SEATTLE — Shurgard Storage Centers Inc., a real estate investment trust specializing in self-storage facilities, said today that its board has rejected an unsolicited $2.49 billion acquisition offer from rival Public Storage Inc.
Public Storage, based in Glendale, Calif., disclosed earlier in the day it had proposed to acquire Shurgard, despite the Seattle-based company’s assertion that it was not for sale.
Shares of Shurgard jumped $6.85, or 14.6 percent, to $53.75 in afternoon trading on the New York Stock Exchange. Public Storage shares fell $1.29, or 2 percent, to $65.46 on the NYSE.
Shurgard said its board unanimously rejected the proposal after determining it would not be in the best interests of shareholders.
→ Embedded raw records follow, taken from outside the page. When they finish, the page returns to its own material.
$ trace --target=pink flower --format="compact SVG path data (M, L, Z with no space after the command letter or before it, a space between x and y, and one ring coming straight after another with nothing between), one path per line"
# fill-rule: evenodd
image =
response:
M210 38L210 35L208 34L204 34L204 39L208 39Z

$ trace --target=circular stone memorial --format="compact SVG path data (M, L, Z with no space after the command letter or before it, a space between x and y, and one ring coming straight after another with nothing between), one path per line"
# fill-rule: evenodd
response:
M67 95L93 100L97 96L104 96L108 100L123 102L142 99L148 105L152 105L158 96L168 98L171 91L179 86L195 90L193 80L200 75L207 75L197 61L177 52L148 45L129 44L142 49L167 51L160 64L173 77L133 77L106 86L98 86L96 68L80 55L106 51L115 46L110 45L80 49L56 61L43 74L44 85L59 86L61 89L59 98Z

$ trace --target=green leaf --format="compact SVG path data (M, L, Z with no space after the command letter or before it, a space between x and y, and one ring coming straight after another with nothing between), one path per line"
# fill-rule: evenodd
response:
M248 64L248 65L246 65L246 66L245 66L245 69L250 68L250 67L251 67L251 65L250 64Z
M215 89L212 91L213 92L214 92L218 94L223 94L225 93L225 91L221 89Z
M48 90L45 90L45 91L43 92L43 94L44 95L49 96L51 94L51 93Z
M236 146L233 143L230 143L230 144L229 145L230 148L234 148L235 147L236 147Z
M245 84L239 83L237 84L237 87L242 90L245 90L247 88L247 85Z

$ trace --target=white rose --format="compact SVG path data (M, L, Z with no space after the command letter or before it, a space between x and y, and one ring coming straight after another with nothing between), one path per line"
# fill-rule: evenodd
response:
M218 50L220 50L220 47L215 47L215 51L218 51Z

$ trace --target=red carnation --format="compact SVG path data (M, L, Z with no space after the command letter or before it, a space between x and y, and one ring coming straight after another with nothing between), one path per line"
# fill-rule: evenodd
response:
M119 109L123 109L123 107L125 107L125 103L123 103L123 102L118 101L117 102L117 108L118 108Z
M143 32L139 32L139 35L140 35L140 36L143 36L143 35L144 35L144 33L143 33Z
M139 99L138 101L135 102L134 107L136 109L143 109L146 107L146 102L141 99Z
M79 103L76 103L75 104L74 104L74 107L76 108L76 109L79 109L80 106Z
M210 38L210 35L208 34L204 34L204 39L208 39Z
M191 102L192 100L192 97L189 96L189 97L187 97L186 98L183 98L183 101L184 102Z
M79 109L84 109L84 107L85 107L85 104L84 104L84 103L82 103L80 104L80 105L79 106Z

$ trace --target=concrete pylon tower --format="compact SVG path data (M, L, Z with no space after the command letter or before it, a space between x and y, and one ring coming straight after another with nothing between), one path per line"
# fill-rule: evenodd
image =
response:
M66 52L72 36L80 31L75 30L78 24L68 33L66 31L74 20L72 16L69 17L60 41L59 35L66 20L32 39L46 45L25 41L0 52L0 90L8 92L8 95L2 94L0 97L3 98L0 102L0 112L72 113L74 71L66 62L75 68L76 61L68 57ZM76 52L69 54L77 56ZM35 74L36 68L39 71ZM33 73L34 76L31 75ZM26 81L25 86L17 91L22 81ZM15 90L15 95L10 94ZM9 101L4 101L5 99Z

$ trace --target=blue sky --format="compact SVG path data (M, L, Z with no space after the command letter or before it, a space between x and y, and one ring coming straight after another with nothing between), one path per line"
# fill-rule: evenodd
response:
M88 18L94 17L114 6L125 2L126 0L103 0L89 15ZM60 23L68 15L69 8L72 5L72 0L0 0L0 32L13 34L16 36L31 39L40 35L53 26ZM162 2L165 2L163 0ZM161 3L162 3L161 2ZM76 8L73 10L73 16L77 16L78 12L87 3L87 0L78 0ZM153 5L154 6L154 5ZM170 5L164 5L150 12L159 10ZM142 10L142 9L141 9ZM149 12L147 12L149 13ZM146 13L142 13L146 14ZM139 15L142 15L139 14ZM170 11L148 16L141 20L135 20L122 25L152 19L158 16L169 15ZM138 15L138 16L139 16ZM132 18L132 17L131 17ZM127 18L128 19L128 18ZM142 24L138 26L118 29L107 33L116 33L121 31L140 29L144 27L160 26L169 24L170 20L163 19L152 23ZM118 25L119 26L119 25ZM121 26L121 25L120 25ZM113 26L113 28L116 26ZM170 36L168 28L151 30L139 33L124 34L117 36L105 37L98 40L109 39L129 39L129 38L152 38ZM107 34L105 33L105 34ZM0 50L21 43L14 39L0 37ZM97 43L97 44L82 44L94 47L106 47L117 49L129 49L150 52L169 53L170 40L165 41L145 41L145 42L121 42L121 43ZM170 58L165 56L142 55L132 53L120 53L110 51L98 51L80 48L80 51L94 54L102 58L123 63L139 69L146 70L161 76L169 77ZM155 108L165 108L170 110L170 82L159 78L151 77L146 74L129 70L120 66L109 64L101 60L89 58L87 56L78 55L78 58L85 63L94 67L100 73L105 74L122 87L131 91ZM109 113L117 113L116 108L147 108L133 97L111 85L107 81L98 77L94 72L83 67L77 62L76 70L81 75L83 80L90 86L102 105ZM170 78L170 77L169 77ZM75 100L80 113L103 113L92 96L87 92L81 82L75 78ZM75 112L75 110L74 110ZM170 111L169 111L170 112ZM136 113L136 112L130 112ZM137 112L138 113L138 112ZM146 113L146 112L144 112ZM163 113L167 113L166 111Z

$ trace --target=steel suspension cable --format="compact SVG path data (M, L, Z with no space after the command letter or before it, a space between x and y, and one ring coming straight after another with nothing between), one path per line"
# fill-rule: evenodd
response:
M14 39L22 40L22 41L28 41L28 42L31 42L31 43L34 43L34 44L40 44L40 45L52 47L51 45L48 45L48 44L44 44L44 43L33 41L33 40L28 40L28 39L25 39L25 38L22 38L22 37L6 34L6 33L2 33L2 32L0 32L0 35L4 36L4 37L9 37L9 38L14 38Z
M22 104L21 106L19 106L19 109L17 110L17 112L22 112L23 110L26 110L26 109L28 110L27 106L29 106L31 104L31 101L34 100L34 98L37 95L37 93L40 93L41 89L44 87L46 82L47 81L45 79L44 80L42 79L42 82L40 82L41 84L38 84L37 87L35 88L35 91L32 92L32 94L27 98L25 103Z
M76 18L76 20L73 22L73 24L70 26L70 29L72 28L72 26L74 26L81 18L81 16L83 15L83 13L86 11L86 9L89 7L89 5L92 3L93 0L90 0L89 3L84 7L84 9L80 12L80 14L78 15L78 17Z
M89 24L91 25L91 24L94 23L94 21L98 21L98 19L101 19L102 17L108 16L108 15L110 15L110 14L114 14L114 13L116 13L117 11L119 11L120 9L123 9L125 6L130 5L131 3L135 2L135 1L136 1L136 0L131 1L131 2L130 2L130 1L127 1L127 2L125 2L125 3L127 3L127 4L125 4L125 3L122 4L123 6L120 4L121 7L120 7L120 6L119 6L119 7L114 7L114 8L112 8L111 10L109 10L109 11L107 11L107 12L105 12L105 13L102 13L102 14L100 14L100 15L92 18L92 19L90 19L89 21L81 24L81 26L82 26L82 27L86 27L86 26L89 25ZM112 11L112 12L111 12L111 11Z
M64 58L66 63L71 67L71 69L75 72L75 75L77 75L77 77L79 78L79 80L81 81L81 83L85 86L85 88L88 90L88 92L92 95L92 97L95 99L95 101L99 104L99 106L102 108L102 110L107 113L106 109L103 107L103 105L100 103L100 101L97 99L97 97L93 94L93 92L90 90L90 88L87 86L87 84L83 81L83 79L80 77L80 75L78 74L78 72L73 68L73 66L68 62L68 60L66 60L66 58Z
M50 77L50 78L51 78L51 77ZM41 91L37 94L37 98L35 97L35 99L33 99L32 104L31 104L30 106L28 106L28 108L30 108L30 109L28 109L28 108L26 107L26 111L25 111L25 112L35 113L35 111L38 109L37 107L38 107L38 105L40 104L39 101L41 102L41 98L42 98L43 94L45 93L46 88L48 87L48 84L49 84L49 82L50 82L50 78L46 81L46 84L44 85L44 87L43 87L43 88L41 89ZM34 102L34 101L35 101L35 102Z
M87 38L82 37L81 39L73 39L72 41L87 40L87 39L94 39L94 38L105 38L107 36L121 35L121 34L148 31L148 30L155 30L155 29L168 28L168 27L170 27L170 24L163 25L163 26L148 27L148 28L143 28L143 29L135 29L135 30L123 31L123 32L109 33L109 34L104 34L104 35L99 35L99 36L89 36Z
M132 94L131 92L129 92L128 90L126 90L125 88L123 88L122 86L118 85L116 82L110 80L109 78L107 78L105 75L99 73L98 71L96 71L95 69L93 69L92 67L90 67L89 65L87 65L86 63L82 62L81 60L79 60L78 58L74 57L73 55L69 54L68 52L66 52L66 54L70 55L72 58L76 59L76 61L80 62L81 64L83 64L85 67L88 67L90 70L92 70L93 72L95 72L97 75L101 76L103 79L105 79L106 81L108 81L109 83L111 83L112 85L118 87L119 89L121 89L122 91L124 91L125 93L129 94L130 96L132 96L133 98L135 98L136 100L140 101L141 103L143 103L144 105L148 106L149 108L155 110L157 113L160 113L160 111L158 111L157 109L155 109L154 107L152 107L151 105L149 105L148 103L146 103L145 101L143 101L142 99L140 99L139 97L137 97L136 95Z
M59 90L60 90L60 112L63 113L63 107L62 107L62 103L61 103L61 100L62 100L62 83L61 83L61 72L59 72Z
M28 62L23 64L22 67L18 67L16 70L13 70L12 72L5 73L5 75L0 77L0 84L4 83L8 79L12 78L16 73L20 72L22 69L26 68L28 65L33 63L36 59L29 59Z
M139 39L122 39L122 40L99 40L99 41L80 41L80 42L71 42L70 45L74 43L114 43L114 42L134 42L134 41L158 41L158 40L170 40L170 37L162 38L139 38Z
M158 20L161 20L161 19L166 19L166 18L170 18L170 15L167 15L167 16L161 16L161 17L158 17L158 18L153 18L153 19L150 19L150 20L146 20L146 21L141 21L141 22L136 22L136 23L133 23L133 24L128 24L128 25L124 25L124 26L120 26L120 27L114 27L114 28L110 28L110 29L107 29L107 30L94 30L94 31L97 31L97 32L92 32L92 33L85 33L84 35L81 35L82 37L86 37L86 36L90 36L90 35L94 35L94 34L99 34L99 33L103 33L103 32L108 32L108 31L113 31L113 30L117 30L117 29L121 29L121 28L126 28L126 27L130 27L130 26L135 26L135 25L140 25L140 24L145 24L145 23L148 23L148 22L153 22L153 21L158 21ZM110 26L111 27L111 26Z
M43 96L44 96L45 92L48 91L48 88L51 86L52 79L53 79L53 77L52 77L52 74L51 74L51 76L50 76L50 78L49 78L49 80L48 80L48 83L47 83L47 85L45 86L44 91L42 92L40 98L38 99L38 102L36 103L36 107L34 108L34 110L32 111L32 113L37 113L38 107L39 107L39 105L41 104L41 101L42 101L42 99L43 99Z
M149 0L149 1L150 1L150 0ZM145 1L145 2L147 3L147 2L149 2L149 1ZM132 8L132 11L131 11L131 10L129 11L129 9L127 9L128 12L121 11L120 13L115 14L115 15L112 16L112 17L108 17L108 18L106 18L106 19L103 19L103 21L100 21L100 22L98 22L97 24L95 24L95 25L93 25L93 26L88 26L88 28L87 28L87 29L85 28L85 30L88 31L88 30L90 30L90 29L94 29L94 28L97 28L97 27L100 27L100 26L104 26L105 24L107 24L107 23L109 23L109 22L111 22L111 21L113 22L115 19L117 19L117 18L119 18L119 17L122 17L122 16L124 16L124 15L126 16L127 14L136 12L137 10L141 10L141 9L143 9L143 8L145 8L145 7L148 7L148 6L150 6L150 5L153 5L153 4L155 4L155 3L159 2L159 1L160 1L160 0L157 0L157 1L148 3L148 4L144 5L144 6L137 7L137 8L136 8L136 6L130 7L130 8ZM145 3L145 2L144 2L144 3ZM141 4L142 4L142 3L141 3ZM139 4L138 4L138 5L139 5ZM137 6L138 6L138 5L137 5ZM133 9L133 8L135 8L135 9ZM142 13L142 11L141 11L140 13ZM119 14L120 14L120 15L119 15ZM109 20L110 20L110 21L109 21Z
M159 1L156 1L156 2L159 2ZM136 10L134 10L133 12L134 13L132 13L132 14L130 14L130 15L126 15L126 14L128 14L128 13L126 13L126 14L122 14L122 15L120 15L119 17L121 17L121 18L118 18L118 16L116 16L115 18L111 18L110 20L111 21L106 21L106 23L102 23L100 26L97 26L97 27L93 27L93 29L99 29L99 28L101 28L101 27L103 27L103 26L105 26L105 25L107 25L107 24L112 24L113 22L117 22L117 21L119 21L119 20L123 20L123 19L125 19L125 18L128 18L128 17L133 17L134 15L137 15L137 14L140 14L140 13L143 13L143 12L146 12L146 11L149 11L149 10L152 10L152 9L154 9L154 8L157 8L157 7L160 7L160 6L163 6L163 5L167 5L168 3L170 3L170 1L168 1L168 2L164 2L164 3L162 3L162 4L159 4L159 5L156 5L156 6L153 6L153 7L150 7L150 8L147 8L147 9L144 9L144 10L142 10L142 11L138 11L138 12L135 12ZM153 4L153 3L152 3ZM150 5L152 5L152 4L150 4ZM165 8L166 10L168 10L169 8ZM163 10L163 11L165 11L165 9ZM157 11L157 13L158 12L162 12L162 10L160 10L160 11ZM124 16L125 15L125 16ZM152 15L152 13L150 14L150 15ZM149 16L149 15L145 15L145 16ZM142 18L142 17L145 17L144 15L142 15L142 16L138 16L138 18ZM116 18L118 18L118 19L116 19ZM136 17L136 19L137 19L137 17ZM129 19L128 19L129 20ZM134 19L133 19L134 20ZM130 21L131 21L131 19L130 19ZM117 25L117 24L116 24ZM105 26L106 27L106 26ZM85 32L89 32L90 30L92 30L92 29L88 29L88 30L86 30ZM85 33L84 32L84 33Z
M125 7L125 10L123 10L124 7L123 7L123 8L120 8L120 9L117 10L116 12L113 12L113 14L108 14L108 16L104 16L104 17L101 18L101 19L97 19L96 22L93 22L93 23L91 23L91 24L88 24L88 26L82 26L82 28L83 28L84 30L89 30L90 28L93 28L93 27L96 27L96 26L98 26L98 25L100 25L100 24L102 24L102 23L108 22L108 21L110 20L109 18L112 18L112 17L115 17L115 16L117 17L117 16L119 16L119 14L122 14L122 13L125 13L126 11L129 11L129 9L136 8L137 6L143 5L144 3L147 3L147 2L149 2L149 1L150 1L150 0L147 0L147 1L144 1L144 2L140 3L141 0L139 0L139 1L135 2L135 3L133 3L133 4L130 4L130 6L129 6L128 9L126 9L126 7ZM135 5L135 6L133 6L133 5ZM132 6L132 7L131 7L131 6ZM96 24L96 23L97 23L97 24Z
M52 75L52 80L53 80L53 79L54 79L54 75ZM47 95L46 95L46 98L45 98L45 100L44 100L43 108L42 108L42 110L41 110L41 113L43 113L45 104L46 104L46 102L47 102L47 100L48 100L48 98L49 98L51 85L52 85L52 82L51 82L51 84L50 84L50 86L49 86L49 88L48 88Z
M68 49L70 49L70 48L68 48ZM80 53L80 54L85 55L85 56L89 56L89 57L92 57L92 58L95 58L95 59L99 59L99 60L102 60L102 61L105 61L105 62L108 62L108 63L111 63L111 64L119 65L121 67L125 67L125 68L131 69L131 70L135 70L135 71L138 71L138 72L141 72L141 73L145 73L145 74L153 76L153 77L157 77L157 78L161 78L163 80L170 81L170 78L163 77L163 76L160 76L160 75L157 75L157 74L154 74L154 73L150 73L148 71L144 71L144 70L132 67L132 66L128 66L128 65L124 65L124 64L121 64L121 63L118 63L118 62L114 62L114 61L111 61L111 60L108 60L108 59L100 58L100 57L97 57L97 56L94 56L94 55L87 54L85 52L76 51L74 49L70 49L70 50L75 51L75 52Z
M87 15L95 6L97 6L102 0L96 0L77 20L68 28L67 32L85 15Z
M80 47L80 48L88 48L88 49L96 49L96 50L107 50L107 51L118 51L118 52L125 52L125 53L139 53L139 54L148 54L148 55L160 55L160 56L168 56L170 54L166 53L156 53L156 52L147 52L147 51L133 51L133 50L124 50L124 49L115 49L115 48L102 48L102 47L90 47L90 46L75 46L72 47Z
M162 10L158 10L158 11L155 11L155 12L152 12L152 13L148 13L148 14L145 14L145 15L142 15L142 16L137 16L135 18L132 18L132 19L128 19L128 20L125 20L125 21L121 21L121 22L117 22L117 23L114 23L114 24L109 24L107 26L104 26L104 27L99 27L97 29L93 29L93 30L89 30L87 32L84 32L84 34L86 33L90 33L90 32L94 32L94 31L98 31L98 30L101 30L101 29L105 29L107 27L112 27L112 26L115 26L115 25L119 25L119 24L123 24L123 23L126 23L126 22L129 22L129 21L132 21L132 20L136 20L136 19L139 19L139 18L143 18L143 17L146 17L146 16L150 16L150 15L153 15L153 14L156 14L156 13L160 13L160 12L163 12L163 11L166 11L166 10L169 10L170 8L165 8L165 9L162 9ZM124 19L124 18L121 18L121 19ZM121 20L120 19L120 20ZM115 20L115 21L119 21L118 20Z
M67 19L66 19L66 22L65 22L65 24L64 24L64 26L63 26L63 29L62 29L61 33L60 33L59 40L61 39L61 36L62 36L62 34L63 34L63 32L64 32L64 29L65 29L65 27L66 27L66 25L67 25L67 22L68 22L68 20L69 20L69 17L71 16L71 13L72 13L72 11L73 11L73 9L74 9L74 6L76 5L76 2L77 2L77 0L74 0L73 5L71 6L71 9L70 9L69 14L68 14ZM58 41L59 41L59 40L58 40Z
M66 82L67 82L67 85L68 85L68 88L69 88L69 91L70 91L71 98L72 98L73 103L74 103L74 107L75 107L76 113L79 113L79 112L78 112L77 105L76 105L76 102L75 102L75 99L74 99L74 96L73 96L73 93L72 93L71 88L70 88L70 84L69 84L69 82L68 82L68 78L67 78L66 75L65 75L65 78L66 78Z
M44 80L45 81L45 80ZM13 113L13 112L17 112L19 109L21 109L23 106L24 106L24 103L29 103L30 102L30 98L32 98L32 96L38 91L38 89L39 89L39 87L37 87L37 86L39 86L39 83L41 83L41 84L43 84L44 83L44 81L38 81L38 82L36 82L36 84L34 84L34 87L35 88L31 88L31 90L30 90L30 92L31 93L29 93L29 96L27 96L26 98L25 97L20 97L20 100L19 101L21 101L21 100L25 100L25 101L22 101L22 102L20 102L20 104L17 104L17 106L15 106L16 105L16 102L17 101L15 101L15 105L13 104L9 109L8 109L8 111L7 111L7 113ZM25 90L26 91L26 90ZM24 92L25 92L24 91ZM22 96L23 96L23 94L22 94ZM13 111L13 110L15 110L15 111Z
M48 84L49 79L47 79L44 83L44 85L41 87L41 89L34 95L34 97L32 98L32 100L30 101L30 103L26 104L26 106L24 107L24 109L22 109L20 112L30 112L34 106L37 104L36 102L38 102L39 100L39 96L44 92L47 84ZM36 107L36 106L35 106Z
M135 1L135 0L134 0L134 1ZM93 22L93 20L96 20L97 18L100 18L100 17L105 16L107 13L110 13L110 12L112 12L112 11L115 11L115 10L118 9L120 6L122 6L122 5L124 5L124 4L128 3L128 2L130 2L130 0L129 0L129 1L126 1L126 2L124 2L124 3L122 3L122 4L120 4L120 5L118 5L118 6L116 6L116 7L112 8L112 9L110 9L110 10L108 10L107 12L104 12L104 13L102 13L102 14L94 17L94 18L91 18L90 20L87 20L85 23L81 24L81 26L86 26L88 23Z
“We believe our current strategic plan provides superior, compelling long-term value to our shareholders, and the proposal by Public Storage is clearly an opportunistic attempt to deprive our shareholders from fully realizing that long-term value,” said Charles Barbo, Shurgard chairman and CEO, in a statement. A Shurgard spokesman said the company had no additional comment on the proposal.
As part of the deal, Public Storage offered 0.8 shares of its stock for each share of Shurgard, representing a value of $53.40 per share based on Public Storage’s Friday’s closing price. This represents a 14 percent premium to Shurgard’s stock price at Friday’s close.
Public Storage said it believes a merger would be in the best interests of the shareholders of both companies. Public Storage noted that it met with Shurgard last month, but the company refused to enter into formal talks.
“We believe that the combination of Public Storage and Shurgard will enhance our position as the premier self-storage operator,” said CEO Ronald L. Havner Jr. in a statement. “Our proposal provides Shurgard shareholders with an immediate premium for their shares and the opportunity to participate in the upside potential of the combined company.”